Unesco warns of rise in degree fraudsters

April 6, 2007

Fake courses and low standards proliferate as the market grows, says Rebecca Warden

Unesco researchers are warning of a growing tide of fraud and corruption in higher education.

One of the most common examples is institutional fraud, said Muriel Poisson, programme specialist, and Jacques Hallak, former director of Unesco's International Institute for Educational Planning, who were speaking at a recent international conference on accreditation in Barcelona.

Foreign students have become big business over the past 20 years. Higher education is Australia's second largest export while for the US it is its fifth largest service export.

While most operations are legitimate, the number of fake universities has shot up from about 200 worldwide in 2000 to more than 800 in 2005, according to Sweden's National Agency for Higher Education. There has also been a rise in the number of reputable universities offering substandard programmes abroad, usually in developing countries.

Placid Njoku, director of quality assurance at Nigeria's National Universities Commission, sees an invasion of foreign recruiting agencies every summer. "The curriculum they deliver is uncertified and often unstructured. Programmes that are supposed to take four years are given in less than a year," he said.
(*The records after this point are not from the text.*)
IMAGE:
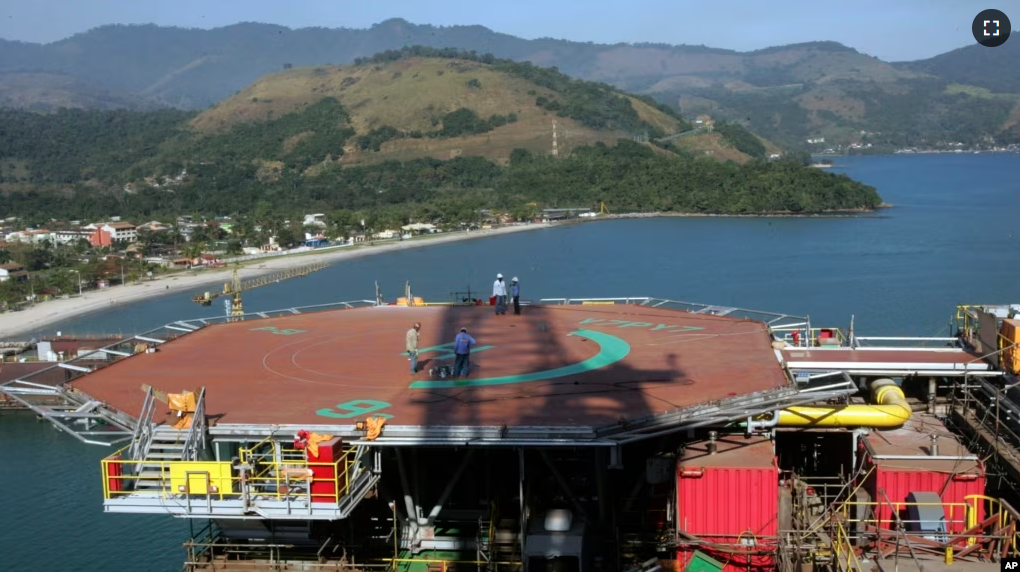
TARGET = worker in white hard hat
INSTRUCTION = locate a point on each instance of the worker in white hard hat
(515, 296)
(500, 293)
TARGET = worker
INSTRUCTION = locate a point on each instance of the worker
(462, 349)
(412, 346)
(515, 296)
(500, 292)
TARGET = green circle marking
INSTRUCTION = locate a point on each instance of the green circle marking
(611, 350)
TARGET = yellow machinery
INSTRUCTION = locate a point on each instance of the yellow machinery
(236, 287)
(890, 410)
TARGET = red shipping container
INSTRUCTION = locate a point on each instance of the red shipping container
(327, 477)
(954, 479)
(729, 498)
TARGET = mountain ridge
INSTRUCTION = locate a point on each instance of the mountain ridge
(788, 94)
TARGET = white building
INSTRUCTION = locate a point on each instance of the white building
(120, 230)
(317, 219)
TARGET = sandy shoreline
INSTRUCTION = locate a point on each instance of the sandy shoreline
(14, 325)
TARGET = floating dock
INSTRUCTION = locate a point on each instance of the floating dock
(590, 434)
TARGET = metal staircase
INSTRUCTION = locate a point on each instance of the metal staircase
(154, 445)
(165, 444)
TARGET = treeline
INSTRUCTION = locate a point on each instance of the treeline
(73, 145)
(459, 122)
(628, 176)
(742, 140)
(595, 105)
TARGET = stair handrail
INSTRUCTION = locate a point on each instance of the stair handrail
(195, 441)
(144, 429)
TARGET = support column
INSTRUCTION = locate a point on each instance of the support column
(600, 479)
(564, 485)
(408, 501)
(449, 488)
(523, 509)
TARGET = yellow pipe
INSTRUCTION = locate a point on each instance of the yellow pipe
(891, 410)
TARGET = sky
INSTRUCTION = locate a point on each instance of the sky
(890, 30)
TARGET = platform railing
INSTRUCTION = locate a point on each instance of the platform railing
(274, 479)
(967, 529)
(144, 429)
(811, 336)
(845, 551)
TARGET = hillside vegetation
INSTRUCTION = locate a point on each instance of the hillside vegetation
(786, 94)
(420, 102)
(329, 146)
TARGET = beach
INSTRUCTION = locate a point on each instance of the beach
(15, 324)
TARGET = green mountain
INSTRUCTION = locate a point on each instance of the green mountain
(413, 135)
(787, 94)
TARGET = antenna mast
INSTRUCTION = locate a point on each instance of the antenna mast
(556, 152)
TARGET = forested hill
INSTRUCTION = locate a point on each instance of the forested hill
(93, 164)
(787, 94)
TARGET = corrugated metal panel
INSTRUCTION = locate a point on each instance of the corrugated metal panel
(726, 502)
(899, 484)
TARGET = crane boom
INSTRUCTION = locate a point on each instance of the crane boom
(236, 287)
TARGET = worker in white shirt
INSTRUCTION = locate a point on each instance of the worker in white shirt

In Latin America, problems are caused by the uncontrolled growth of the private sector and the presence of foreign universities offering distance-learning courses.

In Argentina, the Instituto Hern n Darias's request to be officially licensed as a university was twice turned down, but it continued to advertise courses with degrees from reputable Spanish universities.

"Some institutions are offering distance-learning courses of very low quality," said Norberto Fernandez Lamarra, director of educational development at Tres de Febrero National University in Buenos Aires. "This may produce useful earnings for Spanish universities, but it isn't doing much to develop higher education in Latin America."

The Israeli Government gives its employees a 10-20 per cent bonus when they obtain an advanced degree. In 2001, several top Israeli officials, including a police chief and the head of the teachers' union, were found to have gained fake degrees from Latvia University in Riga.

In 2003, four administrators from the Israeli branch of the UK's Lincolnshire and Humberside University were arrested on suspicion of selling fake degrees.

In South Africa, it is estimated that in 2003 about 15 per cent of workers used bogus qualifications to get a job.

Dr Poisson and Dr Hallak said that overreliance on degrees as the sole unit of currency for getting jobs was making matters worse. "When you have no way of verifying whether a degree is genuine or not, the whole system of qualifications becomes questionable," Dr Poisson said.

The researchers said tighter regulation and more transparent criteria for quality assurance were needed, pointing to initiatives such as Unesco's quality assurance and recognition project.

There is also a need to provide students with as much information as possible to stop them falling prey to unscrupulous operators. The US state of Michigan lists unaccredited institutions, including the tellingly named College of Nonsense in Nebraska, and unauthorised accrediting bodies.